Sadly, sexual harassment is something that has been around for ages and still exists. While we may hear about it more frequently in the workplace, the reality is that sexual harassment knows no boundaries. It is not limited by environment, financial or professional status, age, or gender.
Oftentimes, victims do not realize they’re being harassed while others fear the ramifications of speaking out. Fortunately, as per Title VII of the Civil Rights Act of 1964, individuals or witnesses that do come forward are protected by law. Likewise, the violators are penalized on a case-by-case basis that may include hefty legal fines, imprisonment, and more.
What Is Sexual Harassment?
Sexual harassment includes any unwelcome physical advances, conduct, or verbal statements and requests. An incident may involve actionable behavior, or “quid pro quo” (this for that), which typically involves a student or employee being asked for sexual favors in return for something else such as passing grades or a promotion. Another form of sexual harassment is known as a hostile environment, whereas sexually-oriented conversations create an environment that causes individuals to feel insulted, threatened, or intimidated. Such incidences can affect a person’s living or work environment as well as mental and emotional status or performance.

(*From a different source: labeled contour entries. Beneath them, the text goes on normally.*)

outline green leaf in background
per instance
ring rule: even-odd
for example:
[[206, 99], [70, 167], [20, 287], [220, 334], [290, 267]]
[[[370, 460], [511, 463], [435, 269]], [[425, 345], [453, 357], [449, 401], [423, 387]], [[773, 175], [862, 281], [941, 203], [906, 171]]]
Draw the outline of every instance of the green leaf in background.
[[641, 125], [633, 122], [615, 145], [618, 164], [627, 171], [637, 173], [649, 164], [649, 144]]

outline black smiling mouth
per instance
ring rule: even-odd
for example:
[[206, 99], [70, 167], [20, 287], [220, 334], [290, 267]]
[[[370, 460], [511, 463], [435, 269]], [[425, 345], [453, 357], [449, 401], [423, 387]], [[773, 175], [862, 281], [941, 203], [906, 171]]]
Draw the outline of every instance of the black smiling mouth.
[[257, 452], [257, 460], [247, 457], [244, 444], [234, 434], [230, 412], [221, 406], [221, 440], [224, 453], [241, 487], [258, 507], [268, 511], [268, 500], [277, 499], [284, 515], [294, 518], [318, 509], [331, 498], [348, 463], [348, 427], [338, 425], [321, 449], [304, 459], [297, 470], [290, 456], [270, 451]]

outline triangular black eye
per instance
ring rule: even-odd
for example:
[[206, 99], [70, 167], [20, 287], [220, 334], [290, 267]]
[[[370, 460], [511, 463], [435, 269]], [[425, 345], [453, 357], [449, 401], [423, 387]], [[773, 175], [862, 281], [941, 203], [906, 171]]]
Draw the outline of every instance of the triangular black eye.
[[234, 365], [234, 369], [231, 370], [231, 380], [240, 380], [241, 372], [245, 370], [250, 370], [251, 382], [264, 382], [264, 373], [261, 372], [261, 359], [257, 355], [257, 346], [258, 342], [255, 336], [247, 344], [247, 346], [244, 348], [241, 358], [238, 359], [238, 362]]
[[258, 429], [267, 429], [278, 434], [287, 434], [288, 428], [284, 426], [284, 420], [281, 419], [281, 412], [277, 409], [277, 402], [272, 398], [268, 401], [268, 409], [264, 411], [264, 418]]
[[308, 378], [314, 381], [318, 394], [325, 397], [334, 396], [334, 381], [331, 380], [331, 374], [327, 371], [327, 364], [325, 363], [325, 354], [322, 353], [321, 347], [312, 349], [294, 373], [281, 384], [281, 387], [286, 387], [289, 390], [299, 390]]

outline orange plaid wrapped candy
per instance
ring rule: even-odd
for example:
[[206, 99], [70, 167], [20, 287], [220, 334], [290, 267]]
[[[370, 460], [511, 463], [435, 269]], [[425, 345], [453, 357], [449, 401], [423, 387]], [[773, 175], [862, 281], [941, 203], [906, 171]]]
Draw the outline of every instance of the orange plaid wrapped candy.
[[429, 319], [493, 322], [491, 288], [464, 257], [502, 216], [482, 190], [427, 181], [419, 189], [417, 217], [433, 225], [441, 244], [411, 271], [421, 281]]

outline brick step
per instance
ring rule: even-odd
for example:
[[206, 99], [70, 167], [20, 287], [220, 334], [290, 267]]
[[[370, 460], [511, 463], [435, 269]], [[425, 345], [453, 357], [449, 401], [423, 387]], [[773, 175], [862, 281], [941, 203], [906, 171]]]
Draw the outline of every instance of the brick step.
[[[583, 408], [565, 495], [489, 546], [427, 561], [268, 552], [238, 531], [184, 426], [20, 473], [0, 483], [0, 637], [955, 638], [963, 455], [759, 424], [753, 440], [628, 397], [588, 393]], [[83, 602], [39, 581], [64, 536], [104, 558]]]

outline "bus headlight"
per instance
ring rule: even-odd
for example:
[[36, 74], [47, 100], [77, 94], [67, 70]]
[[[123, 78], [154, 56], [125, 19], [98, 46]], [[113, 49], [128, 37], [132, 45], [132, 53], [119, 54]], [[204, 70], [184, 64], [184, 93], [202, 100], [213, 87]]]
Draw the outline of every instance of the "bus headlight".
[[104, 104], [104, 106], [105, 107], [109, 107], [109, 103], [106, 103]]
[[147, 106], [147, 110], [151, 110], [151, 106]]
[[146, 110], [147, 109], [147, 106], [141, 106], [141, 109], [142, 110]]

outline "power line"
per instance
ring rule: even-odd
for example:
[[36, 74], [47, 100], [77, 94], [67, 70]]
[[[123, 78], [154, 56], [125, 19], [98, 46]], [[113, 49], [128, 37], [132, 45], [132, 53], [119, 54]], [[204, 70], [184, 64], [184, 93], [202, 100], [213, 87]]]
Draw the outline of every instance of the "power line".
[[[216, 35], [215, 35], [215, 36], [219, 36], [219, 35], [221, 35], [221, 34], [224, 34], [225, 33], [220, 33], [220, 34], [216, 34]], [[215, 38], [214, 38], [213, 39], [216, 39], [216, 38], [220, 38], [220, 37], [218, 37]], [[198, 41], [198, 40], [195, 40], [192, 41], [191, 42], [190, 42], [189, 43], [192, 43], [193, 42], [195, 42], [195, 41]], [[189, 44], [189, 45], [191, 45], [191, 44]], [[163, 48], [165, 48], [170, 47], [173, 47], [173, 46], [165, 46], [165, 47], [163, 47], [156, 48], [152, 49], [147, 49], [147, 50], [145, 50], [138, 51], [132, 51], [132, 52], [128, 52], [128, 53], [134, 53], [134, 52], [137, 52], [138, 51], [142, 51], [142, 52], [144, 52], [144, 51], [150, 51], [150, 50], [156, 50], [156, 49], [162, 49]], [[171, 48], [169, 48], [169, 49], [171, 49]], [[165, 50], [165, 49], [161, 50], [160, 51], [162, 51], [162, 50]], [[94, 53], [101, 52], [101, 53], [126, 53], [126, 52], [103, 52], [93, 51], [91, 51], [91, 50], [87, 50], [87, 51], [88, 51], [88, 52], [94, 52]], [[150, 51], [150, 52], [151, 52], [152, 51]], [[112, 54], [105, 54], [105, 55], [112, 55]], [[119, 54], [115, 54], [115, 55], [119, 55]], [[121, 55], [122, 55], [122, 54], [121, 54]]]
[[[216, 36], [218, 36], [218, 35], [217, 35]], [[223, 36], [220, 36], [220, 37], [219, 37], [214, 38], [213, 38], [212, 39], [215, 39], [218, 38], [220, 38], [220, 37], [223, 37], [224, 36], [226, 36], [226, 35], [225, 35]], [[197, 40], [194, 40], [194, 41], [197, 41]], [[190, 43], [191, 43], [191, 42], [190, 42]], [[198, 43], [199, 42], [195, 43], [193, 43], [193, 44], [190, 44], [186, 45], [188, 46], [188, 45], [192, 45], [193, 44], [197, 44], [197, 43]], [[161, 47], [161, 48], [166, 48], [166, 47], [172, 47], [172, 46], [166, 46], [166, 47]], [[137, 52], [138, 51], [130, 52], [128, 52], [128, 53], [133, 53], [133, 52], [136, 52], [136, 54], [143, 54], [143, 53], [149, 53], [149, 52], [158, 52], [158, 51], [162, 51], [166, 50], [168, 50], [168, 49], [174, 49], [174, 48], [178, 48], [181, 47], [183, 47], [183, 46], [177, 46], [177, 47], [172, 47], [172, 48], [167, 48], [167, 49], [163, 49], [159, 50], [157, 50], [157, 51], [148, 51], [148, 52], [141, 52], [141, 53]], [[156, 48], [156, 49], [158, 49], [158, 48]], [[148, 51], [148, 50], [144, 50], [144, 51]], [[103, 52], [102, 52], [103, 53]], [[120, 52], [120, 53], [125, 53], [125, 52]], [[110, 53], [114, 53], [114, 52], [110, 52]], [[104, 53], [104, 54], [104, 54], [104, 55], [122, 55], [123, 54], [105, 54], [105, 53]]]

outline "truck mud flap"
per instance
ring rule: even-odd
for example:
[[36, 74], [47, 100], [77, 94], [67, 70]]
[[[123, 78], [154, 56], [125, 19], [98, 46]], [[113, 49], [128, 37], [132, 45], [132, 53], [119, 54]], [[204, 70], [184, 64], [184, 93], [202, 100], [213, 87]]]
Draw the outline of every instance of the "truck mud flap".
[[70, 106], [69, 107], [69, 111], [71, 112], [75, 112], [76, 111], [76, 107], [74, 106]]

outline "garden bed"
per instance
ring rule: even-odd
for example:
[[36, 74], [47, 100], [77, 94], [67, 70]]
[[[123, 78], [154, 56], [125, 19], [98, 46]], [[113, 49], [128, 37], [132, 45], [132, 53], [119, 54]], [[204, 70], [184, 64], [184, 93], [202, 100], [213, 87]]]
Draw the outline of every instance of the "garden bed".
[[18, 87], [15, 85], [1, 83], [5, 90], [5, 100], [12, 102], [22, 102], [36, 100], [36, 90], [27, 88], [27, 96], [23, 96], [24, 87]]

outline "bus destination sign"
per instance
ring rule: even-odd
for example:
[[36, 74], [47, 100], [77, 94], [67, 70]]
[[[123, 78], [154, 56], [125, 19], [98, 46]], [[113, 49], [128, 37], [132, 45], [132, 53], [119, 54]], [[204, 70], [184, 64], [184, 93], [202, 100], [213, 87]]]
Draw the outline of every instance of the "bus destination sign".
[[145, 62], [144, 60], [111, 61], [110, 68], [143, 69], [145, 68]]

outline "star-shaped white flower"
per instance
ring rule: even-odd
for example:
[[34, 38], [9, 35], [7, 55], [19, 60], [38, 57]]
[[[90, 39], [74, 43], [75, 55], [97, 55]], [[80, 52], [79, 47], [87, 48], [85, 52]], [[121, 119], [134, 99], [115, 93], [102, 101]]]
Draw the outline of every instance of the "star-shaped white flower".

Sexual Harassment – Some See It Differently
According to the EEOC, sexual harassment is perceived differently among men and women. Especially, in the work environment, the higher-ranking managers are often more oblivious to how often it occurs. Until the 1980s, organizations did not place much focus on sexual harassment. Since then, guidelines have been created for employers.
Additionally, research conducted by psychologists indicates that sexual harassment is less about sex and more about power over someone and the ability to manipulate others. In the past, victims were most often female, however, according to the APA’s Journal of Occupations Health Psychology, men are coming forth. As stated earlier, sexual harassment knows no boundaries.
Sadly, the victims of sexual harassment don’t always speak out. The reasons for this vary and include the fear of retaliation from the perpetrator, the dreadful thought of not being believed, or because they feel ashamed or embarrassed.
In the past, putting the blame on the victim has been a strategy used to fight harassment and rape charges. Additionally, the psychological duress often caused by sexual harassment is so overwhelming that it sometimes takes years for victims to come forth.
This is especially true in an environment that affects one’s financial, professional, or educational future. And while there are laws in place that protect victims from acts of retaliation, the fact is that fear can play a major role in decision making, which typically results in overlooking the true issue.
Further, statistics indicate that victims are often questioned about the accuracy of the occurrence and evidence is sometimes deemed unreliable. The situation can seem dire in some instances, which is why it is so important to continue to raise awareness, educate the public, and help people feel empowered rather than fearful. Prevention is so much better than correction.
Combatting the Problem
In recent years, the media has had the spotlight on the issue which has helped raise awareness and understanding of what sexual harassment is and how to deal with it.
Ultimately, the offense can make any environment toxic and unpleasant, causing victims to withdraw socially, suffer from physical ailments, lose confidence and become less productive, depressed, and anxious.
Nowadays, organizations everywhere are implementing training programs that not only help prevent and eliminate the problem but also give a voice to those affected. Human Resource Departments offer ways to report incidences anonymously, seek counsel, and overall provide more protection to individuals from all walks of life. Bottom line, everyone is entitled to feel safe, protected, and respected.